Small-bore reform won’t cut it: Joseph Stiglitz says it’s time to “rewrite the rules” of the U.S. economy

By Elias Isquith – November 4, 2015

Salon

Earlier this year, Hillary Rodham Clinton gave a clear signal to those who’d notice that her second presidential campaign’s economic policies would be what Vox’s Matt Yglesias has called “paleoliberalism.” And while the phrase may be too clever by half, it got the basic thrust of her policies right. Namely, Clinton would drift away from the market-first neoliberalism of her husband or President Obama and champion using government to fix an economy system she’s described as “rigged.”

It’s too early in the campaign to judge whether Clinton is truly moving back toward an unapologetic embrace of a New Deal-era vision of government. But the signs so far are pretty good; even Robert Kuttner, a frequent critic of Democratic timidity, described a speech on the economy she delivered in July as “exemplary.” Still, Clinton has not laid out a retinue of major economic reforms, choosing instead to address issues piece-by-piece.

That’s the safe move from a political standpoint; and it may be more in keeping with Clinton’s temperament. But if you want to get a sense of what that more-sweeping vision might look like, take a look at “Rewriting the Rules of the American Economy: An Agenda for Growth and Shared Prosperity,” the new book from Joseph Stiglitz, the chief economist for the Roosevelt Institute and Nobel Prize winner, based in part on a report that the Institute released to great fanfare earlier this year.

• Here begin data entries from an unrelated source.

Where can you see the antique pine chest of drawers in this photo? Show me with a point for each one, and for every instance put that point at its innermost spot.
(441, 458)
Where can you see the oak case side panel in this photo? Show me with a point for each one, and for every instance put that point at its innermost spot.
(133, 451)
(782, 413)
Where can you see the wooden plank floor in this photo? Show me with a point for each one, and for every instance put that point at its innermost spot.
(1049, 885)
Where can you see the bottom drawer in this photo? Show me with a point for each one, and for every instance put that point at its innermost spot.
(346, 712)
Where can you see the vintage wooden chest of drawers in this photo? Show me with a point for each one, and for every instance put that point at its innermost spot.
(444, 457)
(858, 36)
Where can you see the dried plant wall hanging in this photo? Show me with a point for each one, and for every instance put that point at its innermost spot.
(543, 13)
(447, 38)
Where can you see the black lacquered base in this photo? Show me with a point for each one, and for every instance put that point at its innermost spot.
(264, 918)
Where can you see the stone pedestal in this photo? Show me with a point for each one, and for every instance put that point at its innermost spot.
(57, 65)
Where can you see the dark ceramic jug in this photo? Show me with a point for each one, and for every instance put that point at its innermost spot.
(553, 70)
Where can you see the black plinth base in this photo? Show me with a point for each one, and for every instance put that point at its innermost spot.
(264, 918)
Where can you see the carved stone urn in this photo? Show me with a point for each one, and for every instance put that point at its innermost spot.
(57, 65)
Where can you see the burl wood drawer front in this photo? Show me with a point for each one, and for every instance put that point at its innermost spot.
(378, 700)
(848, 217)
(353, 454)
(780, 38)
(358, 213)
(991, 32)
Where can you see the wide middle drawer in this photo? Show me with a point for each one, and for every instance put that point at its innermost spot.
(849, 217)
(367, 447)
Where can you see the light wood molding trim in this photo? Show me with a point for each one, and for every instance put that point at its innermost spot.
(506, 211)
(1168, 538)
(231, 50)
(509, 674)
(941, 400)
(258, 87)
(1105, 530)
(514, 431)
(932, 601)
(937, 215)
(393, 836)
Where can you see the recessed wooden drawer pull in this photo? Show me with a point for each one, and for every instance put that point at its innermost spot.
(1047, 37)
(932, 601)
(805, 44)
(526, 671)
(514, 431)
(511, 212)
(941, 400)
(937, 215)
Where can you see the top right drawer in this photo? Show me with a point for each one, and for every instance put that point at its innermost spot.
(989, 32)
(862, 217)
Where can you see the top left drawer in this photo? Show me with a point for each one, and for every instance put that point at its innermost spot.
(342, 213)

Recently, Salon spoke with Stiglitz over the phone about the book, why he thinks this is such a special time for economic reform, and how he sees his role as an economist within the broader political movement against inequality. Our conversation is below and has been edited for clarity and length.

Why do you think now is the right time for activists and experts and policymakers to push for major changes to our economic system? Why is it better to go big now rather than focus on incremental reform?

I think it’s a good moment because, finally, the accumulation of the failures of the experiments that we describe beginning around 1980 [trickle-down economics] are becoming abundantly clear. And as a result, that is being picked up already by [presidential] political candidates, reflected by the dissatisfaction expressed on parts of the right.

So about that “experiment” — what do we now know about the economy that we didn’t know 30 years ago?

There are a couple of insights. One is about the view of a trade-off, where you could get more equality only at the expense of economic performance. The perspective today is actually that inequality can be very adverse to economic performance. And this view has moved from being the left-wing position to very much a mainstream position. The IMF, for example, is strongly pushing that view.

What’s another insight about the economy that we didn’t know before but know now?

There was once a belief … that there was a natural arc of history; that as economies [grew], they became more equal. A lot of people just assume the economy was going to be like it was in the decades after World War II; a kind of shared prosperity.

Now, we know that that is not inevitable; it really depends on the policies. If you pursue the wrong policies, you wind up with a small group getting all the benefits of economic growth. [John F.] Kennedy would say, “A rising tide lifts all boats.” No one would say that today.